The roll documents the rents that were owed to the priory by tenants of the property that it owned within Ipswich itself and in villages in the surrounding countryside.  Places mentioned in the roll include the parishes of St Margaret, St Mary-le-Tower, St Clement and St Lawrence within Ipswich, as well as Claydon, Rushmere, Culpho, Bramford, Monewden, Helmingham, Kirton, Shotley, Stutton and Chattisham, among others.

Tenants are listed by name, against rents due at one or more of the ‘quarter days’, which coincided with four religious feasts throughout the religious calendar: Michaelmas, St Andrew, Easter, and John the Baptist.  Many of the names indicate the person’s professional or social status, giving an insight into the vibrant and varied economic life of this important medieval town: for example, ‘Willelmus Carpentarius’ (= woodworker or cartwright), ‘Adam tinctor’ (= painter), ‘Rogerus cocus’ (= cook), ‘Elias le Cupere’ (= cooper, barrel-maker), ‘Stephanus piscator’ (= fisherman), ‘laurencius ypotecarius’ (= apothecary), ‘Philippus le luminur’ (= illuminator or gilder), ‘Robertus tabernarius’ (= taverner, inn-keeper), ‘Willelmus Cyrotecarius’ (= glover).

Women’s names feature prominently, some demonstrably tradeswomen in their own right or possessed of some social status: ‘Claricia Caretaria’ (= carter), ‘Moriella textrix’ (= weaver), ‘Domina oliua de frenei’, ‘Domina Matilda virdun’.

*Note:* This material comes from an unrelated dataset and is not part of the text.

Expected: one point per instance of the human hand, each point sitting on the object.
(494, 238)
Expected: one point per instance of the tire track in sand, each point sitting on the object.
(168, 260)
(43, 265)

The roll is made from seven and a half sheets of parchment (known as ‘membranes’) and measures over four metres in length when fully unrolled.  For a working document of accounts, it has survived in extremely good condition; aside from a few minor stains and smudges, it has sustained almost no damage during its lifetime.  The stitching that holds the membranes together appears to be original and is intact.

Further information about the roll – its likely date of production, its contents and its provenance –and a video of the digitisation process are now available on the Cambridge Digital Library.